Held by Israel on suspicion of belonging to the Palestinian Hamas movement, Dr Hossam Abu Safiya, the director of a stormed Gaza hospital, has become the face of a crumbling health system in the war-torn territory.
For weeks, as Israeli raids intensified around his facility in Beit Lahia in the northern Gaza Strip, Dr. Abou Safiya had desperately pleaded with the international community to intervene "before it was too late."
His calls for help, relayed on social networks and in the media, were not enough.

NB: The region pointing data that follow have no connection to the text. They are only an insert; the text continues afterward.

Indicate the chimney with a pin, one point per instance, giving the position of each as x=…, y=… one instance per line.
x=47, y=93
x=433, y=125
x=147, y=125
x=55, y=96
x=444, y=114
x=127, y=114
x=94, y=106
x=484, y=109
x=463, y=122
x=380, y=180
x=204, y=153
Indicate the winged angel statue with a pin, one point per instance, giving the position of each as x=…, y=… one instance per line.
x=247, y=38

As feared, the Israeli army launched a major operation on Friday morning against the Kamal Adwan hospital, which it said served as a command center for the Islamist Hamas fighters.
This last major hospital still operational in the north of the devastated and besieged territory, where the health situation is critical after more than a year of war, has been put out of service.

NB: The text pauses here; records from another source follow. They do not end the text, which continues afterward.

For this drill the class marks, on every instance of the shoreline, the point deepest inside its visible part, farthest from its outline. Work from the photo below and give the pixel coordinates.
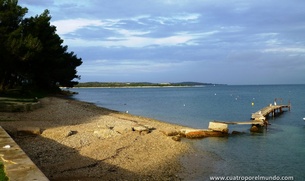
(80, 140)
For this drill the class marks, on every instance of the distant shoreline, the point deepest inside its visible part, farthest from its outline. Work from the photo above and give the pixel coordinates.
(141, 84)
(141, 87)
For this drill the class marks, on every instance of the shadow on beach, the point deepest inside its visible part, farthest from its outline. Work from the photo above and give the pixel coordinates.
(86, 154)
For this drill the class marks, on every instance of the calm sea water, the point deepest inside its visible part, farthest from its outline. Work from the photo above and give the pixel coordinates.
(279, 150)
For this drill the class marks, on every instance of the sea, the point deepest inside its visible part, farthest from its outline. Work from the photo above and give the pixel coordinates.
(277, 153)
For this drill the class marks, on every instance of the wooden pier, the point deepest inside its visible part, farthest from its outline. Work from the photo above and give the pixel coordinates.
(258, 118)
(266, 111)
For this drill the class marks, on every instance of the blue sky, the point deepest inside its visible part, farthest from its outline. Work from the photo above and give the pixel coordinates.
(215, 41)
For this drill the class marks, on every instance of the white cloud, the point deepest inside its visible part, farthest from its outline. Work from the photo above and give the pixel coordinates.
(72, 25)
(285, 50)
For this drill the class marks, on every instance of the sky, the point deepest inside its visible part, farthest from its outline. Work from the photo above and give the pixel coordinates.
(235, 42)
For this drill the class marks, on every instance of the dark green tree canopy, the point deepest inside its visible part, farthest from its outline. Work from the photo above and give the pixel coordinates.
(31, 53)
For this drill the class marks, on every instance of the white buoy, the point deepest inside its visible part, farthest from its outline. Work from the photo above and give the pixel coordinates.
(7, 146)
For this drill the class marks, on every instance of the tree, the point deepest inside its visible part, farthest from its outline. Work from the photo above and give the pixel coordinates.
(58, 68)
(32, 53)
(11, 16)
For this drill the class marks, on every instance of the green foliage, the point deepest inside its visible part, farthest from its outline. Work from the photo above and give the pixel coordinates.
(138, 84)
(3, 177)
(32, 54)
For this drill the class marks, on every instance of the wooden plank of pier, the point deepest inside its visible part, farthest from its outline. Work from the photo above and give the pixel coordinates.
(259, 117)
(255, 122)
(264, 112)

The soldiers arrested more than 240 individuals during their offensive. Among them: Dr. Abu Safiya, who they believe to be a Hamas militant, the movement responsible for an unprecedented attack on Israel on October 7, 2023, which triggered the war in Gaza.
– “Brutalities” –
The 51-year-old doctor, a pediatrician by training, has not given any signs of life since. And the Israeli army, contacted by AFP, did not specify his whereabouts.
His family believes he is being held at the Sde Teiman military base in the Negev desert in southern Israel, near Gaza.
"This detention camp is known for the brutality that prisoners suffer there," her son Idris Abou Safiya said in a video message on Monday evening.
"We have received testimonies from released prisoners saying that he was subjected to humiliation and abuse, including being forced to undress and used as a human shield," he added.
The army did not respond to this either.
The shutdown of the Kamal Adwan hospital and the arrest of its director and several other medical staff deal a new blow to already depleted health services in the Gaza Strip.
– “Hero in a white coat” –
"Nothing justifies these arrests except the ambition to destroy the health system," Mahmoud Bassal, spokesman for the Gazan Civil Defense, told AFP, for whom "the situation is catastrophic and tragic."
Relatives of Dr. Abou Safiya have called on the international community to put pressure on Israel to release him as soon as possible.
Their message was heard.
The World Health Organization, through its Director General Tedros Adhanom Ghebreyesus, has called for the "immediate release" of the director.
Amnesty International did the same, as did many health professionals around the world on social media behind the hashtag #FreeDrHussamAbuSafiya.
Dr. Abu Safiya is being hailed as a "hero in a white coat" for continuing to do his job as the Israeli military stepped up its ground and air offensive in northern Gaza in early October in what it said was a bid to prevent Hamas fighters from regrouping.
According to the American NGO that employs him, MedGlobal, the doctor lost one of his sons, Ibrahim, aged around fifteen, in an Israeli attack at the end of October.
He himself was injured in the leg by shrapnel in November, but said in a video filmed from his hospital bed that it would not stop him from carrying out his mission, "whatever the cost".